FORDHAM UNIVERSITY, Fordham College Lincoln Center
CSEU 3500 -- Data Base Systems
Dept. of Computer & Info. Sciences, Spring, 2004

Homework for Chapter 6
Due date: Wednesday, April 21

Note: Questions marked with an asterisk are substantially different from the corresponding questions in the text. Relatively minor clarifications and additions to the other questions are in brackets.

[30 pts.] Consider the following relational database schema:
course ( c-num, title, credits )
course-offering ( c-num, sec-num, semester, instructor, room, time )
student ( name, id-num, major )
enroll ( c-num, sec-num, semester, id-num, grade )
The keys are underlined.

Give an SQL DDL definition of this database. Choose domains for the attributes that would be suitable for the values used at Fordham, e.g. for c-num like CSLU3500 and so forth. Identify referential-integrity constraints that should hold, and include them in the DDL definition. (For ``real'' SQL, you can change all hyphens to underscores.)

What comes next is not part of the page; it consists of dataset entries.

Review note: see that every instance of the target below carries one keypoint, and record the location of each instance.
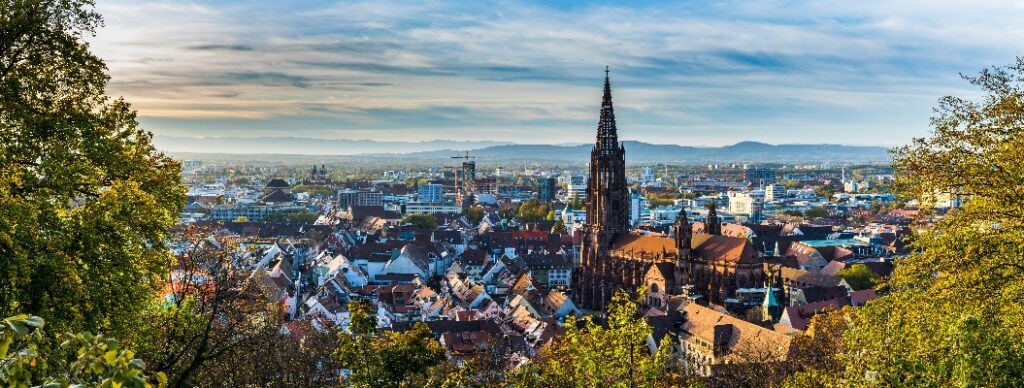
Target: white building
(431, 192)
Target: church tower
(607, 194)
(607, 209)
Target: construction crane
(468, 172)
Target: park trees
(593, 355)
(953, 312)
(86, 202)
(389, 358)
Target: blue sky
(707, 73)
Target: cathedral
(708, 267)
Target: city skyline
(529, 72)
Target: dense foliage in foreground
(87, 206)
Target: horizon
(689, 74)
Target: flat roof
(835, 243)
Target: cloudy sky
(701, 73)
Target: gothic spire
(607, 134)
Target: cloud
(706, 73)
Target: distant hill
(306, 145)
(636, 152)
(645, 153)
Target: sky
(693, 73)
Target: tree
(215, 316)
(559, 227)
(421, 220)
(591, 355)
(532, 210)
(859, 276)
(86, 203)
(953, 311)
(98, 360)
(385, 359)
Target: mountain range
(636, 152)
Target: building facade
(708, 265)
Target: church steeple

[20 pts.] Referential-integrity constraints as defined in this chapter involve exactly two relations. Consider a database that includes the following relations [(the keys are underlined)]:

salaried-worker ( name, office, phone, salary )
hourly-worker ( name, hourly-wage )
address ( name, street, city )

Suppose that we wish to require that every name that appears in address appear in either salaried-worker or hourly-worker, [and possibly] but not necessarily in both.
Propose a syntax [extending the SQL DDL if necessary] for expressing such constraints.
Discuss the actions that the system must take to enforce a constraint of this form. [Can this constraint be enforced with reasonable efficiency, as compared to the two-relation constraints?]

[10 pts.] SQL allows a foreign-key dependency to refer to the same relation, as in the following example:

create table manager
(employee-name char(20) not null,
manager-name char(20) not null,
primary key (employee-name),
foreign key (manager-name) references manager
on delete cascade )

Here, employee-name is a key to the table manager, meaning that each employee has at most one manager. The foreign-key clause requires that every manager also be an employee [who is managed, i.e., a subordinate]. Explain exactly what happens when a tuple in the relation manager is deleted. [That is, what steps must the system take to check the referential-integrity constraint and to maintain consistency if it is violated? Give an example, using a small instance of the manager table (with 4 or 5 rows), showing the sequence of steps that would occur following deletion of one row.]